Hunchback reconsidered

While Matt was away at scout camp, I got an invite to a shindig with the girls.  Aaah… good girlfriends, coconut cream, and a free sister-in-law babysitter all in one night.  Now that is bliss.

 

I saw most of those women again this week as we gathered for a meeting of our pretigious book club (so prestigious members are encouraged to attend even if we haven’t read the book), where we were to discuss the aforementioned Hunchback of Notre Dame.   I pretty much went for dessert, and to commisserate.  I imagined us saying things like:  “Hugo certainly couldn’t have been happy,” and “Aren’t we lucky none of us see the world from such a dark perspective?” and “Does he find no redeeming quality in mankind, not believe in the dynamic character?”  

 

Only it didn’t work so much that way because they.  Liked it!  They raved about it!  There was praise for Hugo’s characterization:  the gentility and kindness of the disfigured Quasimodo, his faithful, unrequited love for Esmeralda.   It was clear they had read with different eyes than mine.  It wasn’t long, though, before I stopped wrinkling my nose with disdain, and listened.  Here’s why: 

Two funny women sitting near me joked that they had never done anything like chasing after some charming, good-looking boy who could care less for them- me either, of course.   Had I been so busy being annoyed by the damssel’s stupidity, I had missed the mote in my own eye?

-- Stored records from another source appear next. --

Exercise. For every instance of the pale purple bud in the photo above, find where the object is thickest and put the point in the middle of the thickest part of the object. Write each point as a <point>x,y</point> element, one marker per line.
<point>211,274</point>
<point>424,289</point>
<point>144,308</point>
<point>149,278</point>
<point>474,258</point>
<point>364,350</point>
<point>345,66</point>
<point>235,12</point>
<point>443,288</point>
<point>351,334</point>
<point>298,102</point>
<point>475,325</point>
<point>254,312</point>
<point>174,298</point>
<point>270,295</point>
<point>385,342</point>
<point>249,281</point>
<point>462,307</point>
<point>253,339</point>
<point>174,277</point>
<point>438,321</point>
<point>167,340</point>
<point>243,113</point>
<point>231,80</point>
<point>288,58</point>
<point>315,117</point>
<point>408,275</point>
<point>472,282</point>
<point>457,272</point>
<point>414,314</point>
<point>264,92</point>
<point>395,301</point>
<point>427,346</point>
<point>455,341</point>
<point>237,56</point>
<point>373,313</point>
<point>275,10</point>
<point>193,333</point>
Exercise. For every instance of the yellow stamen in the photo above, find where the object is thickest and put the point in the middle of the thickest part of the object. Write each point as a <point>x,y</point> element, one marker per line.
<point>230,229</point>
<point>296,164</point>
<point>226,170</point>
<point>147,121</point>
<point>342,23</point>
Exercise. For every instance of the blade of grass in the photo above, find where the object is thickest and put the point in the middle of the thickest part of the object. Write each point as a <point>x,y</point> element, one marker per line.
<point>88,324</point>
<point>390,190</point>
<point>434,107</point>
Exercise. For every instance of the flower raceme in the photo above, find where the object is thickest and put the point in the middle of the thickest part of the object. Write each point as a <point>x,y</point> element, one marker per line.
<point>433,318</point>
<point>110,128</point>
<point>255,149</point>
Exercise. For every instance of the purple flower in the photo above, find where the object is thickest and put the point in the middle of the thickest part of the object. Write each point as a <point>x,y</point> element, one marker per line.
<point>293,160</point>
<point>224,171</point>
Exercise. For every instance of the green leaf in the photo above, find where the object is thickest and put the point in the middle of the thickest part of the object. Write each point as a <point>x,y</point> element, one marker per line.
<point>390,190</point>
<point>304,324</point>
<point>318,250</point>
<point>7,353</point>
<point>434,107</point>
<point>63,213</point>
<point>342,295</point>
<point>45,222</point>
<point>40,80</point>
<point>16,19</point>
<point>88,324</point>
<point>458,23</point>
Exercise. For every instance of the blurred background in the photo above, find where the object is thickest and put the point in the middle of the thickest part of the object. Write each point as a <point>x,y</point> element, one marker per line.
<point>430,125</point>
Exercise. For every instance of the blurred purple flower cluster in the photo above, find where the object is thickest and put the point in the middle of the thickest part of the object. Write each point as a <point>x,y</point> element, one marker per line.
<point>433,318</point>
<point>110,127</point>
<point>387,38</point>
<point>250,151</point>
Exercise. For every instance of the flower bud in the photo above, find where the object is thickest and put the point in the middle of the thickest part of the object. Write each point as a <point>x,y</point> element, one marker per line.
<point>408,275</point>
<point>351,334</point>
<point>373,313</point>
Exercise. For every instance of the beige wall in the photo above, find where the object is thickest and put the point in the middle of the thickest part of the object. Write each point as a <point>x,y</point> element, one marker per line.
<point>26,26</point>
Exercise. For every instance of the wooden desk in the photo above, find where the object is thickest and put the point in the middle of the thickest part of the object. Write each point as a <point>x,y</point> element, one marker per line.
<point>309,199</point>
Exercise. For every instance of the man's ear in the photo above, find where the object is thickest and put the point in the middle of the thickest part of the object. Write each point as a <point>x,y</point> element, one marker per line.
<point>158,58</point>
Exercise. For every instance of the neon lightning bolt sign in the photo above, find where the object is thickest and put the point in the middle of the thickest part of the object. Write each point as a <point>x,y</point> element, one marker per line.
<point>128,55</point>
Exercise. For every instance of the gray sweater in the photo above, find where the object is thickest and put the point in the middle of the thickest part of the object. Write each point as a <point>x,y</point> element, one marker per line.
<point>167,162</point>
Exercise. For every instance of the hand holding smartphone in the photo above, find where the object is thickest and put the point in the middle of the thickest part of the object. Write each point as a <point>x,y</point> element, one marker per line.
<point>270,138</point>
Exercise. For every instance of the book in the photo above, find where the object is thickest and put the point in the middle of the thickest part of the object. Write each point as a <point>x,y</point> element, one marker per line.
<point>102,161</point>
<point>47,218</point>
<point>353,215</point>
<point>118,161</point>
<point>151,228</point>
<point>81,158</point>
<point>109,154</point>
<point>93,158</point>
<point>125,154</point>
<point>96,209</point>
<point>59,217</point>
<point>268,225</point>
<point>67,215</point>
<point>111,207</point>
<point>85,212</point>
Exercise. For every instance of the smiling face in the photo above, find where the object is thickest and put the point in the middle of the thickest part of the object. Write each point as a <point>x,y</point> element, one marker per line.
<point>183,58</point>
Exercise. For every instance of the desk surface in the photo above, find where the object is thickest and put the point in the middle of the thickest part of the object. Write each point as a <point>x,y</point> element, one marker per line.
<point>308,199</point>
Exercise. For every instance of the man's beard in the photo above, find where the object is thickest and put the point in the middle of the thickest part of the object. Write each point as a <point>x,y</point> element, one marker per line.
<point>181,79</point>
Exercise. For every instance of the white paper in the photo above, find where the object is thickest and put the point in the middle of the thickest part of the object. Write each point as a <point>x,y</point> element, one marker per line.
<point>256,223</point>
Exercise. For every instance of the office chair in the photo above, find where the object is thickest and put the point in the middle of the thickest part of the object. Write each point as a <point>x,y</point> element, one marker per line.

We considered Frolo’s plight, how this archdeaconcharged with the spiritual welfare of so many had come to be in such a state of tortured lust.  Aren’t we all capable of succumbing to some vice or another?  What might be our own “Esmereldas?”  What about those touching pages detailing such affection for Quasimodo’s beloved cathedral, his sanctuary?    

 

Later, we considered Hugo’s discussion of architecture lost to press, and the similarity of his arguments to those who say that print is dying as internet invades, that language falters as we communicate through instant media like text messaging and facebook chat.

 

I listened as these women made me think in such a chill way that that I never felt less-than, except maybe just a little on the way home.

Because they were brilliant.

Perhaps I was rash.

Perhaps a dynamic character can be found from reading Hunchback.  Perhaps that night, it was me.